Randomization elements:
Connection request timing
Profile analysis delays
Response timing variations
Message length and style variations
Conversation pacing adjustments
Why randomization matters: Predictable, automated patterns are easily detected by platforms and prospects. Random, human-like behavior ensures conversations feel genuine and maintain account safety.
Secure Infrastructure Advantage
No Risky Automation Methods
Unlike other LinkedIn tools, Kakiyo doesn't rely on Chrome extensions or browser console commands that can easily be detected by LinkedIn's security systems.
Why this matters: Many automation tools use methods that create detectable patterns, putting your account at risk of restrictions or bans.
Advanced Behavior Simulation
Kakiyo uses proprietary infrastructure that simulates genuine human interactions on LinkedIn, making operations virtually indistinguishable from manual usage.
Key benefits:
Account safety: Operations appear completely natural to LinkedIn
Long-term reliability: Sustainable approach that adapts to platform changes
Undetectable activity: No digital fingerprints that reveal automation
Superior protection: Built specifically for LinkedIn compliance and safety
This secure infrastructure represents a fundamental advantage over other automation tools, ensuring your account remains safe while scaling your outreach effectively.

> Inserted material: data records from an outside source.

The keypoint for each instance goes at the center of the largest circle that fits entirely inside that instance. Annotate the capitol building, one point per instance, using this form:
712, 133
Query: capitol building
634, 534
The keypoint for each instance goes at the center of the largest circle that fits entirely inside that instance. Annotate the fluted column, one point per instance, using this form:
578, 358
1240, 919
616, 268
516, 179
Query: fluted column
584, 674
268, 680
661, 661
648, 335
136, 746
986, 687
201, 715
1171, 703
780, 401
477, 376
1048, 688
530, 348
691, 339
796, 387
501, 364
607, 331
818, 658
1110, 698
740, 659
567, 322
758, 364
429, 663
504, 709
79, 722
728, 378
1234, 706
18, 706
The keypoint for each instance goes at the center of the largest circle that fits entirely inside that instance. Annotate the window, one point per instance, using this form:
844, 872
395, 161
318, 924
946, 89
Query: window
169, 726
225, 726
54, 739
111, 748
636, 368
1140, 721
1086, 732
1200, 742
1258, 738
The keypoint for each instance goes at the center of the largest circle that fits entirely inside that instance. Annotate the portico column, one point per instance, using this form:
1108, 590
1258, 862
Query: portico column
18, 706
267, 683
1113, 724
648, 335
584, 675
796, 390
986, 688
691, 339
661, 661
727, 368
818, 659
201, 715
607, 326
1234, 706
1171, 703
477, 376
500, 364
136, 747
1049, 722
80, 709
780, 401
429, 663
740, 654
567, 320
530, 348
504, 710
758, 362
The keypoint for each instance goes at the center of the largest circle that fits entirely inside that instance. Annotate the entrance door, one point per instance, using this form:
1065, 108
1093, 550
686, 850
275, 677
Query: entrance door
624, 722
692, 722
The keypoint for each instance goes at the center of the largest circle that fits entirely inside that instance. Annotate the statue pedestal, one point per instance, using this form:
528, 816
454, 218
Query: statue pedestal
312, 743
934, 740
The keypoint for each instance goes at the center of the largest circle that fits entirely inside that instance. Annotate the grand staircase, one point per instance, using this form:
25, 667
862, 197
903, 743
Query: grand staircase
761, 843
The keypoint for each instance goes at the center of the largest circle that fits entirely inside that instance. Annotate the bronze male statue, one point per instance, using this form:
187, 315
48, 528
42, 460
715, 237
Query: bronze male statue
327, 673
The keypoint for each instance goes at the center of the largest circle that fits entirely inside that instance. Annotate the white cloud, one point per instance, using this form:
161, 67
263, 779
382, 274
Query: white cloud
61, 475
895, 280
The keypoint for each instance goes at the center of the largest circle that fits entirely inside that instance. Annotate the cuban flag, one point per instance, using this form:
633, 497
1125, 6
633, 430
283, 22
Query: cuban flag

Continuous Context Awareness
Throughout the entire process, the AI maintains complete conversation context. Whether you intervene manually or let the AI handle everything, it always understands:
Full conversation history
Prospect's responses and engagement level
Your goals and messaging strategy
Appropriate next steps in the conversation
This context awareness enables seamless transitions between AI and human control while maintaining conversation quality and natural flow.
This sophisticated backend process ensures every conversation feels personal, natural, and genuinely human while operating at scale impossible for manual outreach.